Mais où donc est passée la gauche?

Faire ensemble signifie avoir un projet commun. Il faut de l’idéalisme, une idéologie, une utopie même.  Gilles et Lucy disent qu’il faut un narratif. Le mot est à la mode, mais attention à la dérive: « Ce ‘n’est pas ce que l’on fait qui compte, c’est l’histoire, la façon dont on la raconte pour la faire savoir… (Yves Duteil).

La monarchie absolue de Louis XIV pouvait être vue comme une idéologie à peu près autant que peut l’être une religion autoritaire. De plus elle était pourrie dans son fondement, car elle asservissait les individus au lieu de les dynamiser dans un projet commun. Le communisme était une vraie idéologie avec sa belle dose d’utopie qui finalement à viré à peu près comme la monarchie absolue, en plus cruelle toutefois.

Aujourd’hui, c’est le projet néolibéral qui monopolise le terrain. Son principe est « chacun pour soi » pour ceux qui peuvent en profiter. Pour les autres, c’est de se faire exploiter. C’est l’individualisme écrasant tout projet commun. Le néolibéralisme a aussi son narratif: l’intérêt individuel s’identifie à l’intérêt collectif. Qu’il puisse y avoir des philosophes qui le défendent me dépasse.
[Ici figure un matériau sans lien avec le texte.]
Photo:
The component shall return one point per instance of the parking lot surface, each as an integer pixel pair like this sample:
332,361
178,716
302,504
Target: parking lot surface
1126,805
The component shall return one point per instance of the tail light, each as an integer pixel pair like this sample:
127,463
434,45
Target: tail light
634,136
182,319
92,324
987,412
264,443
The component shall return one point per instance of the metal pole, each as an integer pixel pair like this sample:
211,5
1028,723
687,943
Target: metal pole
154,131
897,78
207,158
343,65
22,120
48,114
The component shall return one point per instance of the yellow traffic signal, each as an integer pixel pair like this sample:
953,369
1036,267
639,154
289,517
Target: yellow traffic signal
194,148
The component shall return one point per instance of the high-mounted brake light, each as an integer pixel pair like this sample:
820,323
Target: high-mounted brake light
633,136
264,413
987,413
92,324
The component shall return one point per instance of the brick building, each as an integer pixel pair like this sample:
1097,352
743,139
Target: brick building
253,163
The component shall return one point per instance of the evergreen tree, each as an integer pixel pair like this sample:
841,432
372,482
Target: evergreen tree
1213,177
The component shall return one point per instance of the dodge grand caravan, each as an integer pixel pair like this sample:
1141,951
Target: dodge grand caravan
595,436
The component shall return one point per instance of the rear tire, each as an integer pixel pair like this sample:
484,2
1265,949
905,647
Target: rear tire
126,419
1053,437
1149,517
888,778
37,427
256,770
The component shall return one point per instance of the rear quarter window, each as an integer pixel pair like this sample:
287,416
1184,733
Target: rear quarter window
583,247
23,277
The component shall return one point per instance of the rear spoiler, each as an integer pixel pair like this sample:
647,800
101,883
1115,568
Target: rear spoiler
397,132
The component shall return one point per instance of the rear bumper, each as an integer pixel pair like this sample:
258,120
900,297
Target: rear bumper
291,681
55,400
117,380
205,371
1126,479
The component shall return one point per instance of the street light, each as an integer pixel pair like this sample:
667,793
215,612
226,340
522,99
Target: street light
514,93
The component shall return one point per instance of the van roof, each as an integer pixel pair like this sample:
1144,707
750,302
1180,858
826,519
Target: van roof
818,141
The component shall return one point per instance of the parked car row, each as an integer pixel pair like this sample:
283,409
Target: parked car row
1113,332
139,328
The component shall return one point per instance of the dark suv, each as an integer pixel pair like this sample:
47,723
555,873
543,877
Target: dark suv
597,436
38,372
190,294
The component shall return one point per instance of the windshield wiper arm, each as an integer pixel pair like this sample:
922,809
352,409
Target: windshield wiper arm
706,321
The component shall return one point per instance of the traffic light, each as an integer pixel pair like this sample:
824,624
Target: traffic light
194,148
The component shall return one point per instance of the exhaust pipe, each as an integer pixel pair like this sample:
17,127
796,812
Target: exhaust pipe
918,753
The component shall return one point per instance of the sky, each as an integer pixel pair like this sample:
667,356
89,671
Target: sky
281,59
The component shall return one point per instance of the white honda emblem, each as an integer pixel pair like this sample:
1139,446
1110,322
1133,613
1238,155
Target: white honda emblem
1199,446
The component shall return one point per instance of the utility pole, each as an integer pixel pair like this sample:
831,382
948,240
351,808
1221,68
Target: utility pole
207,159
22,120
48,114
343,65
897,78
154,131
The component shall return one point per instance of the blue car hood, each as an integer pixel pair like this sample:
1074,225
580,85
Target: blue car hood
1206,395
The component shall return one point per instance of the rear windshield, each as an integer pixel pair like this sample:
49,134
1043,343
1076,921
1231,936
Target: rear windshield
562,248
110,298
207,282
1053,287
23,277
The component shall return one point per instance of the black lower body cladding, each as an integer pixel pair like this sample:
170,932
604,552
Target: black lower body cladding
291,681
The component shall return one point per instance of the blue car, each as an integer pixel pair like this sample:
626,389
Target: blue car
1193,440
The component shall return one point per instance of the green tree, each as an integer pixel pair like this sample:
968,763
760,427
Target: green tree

La gauche de chez nous semble éteinte. Au RBI le PSS préfère 10% d’augmentation de l’AVS et le reste de son projet est du même tabac. Idem en Europe. Les Verts sont peut-être ceux qui gardent une certaine idéologie, malheureusement trop partiel par nature. Podémos ou Sanders sont-ils une lueur d’espoir?
L’un dans l’autre, quelle misère!

 

Et pourtant, nous, les gens, les gens normaux comme la plupart d’entre nous, nous aspirons à un monde harmonieux pour tous et nous serions prêts à nous engager pour cette utopie. Il suffirait d’y croire, mais nous n’y croyons pas parce que nous croyons que nous ne savons pas comment faire.

Et pourtant, les solutions sont à portée de main. Jje ne développe pas, d’autres ont l’ont déjà fait et tellement mieux, par exemple Monbiot (Monbiot, G. (2003). The Age of Consent: Harper Perennial.)

Que manque-t-il donc?

D’abord, il manque d’être au clair sur nos valeurs, les nôtres, ici et aujourd’hui, celles qui peuvent nous faire vivre harmonieusement et marquer le chemin vers cette utopie que nous appelons tous de nos voeux.

Et pourtant, ce ne serait pas difficile. Les ingrédients sont là; comme c’est le cas pour une mayonnaise, il suffit de la faire prendre.

Je crois que ça peut venir. Il faut y travailler. J’essaie.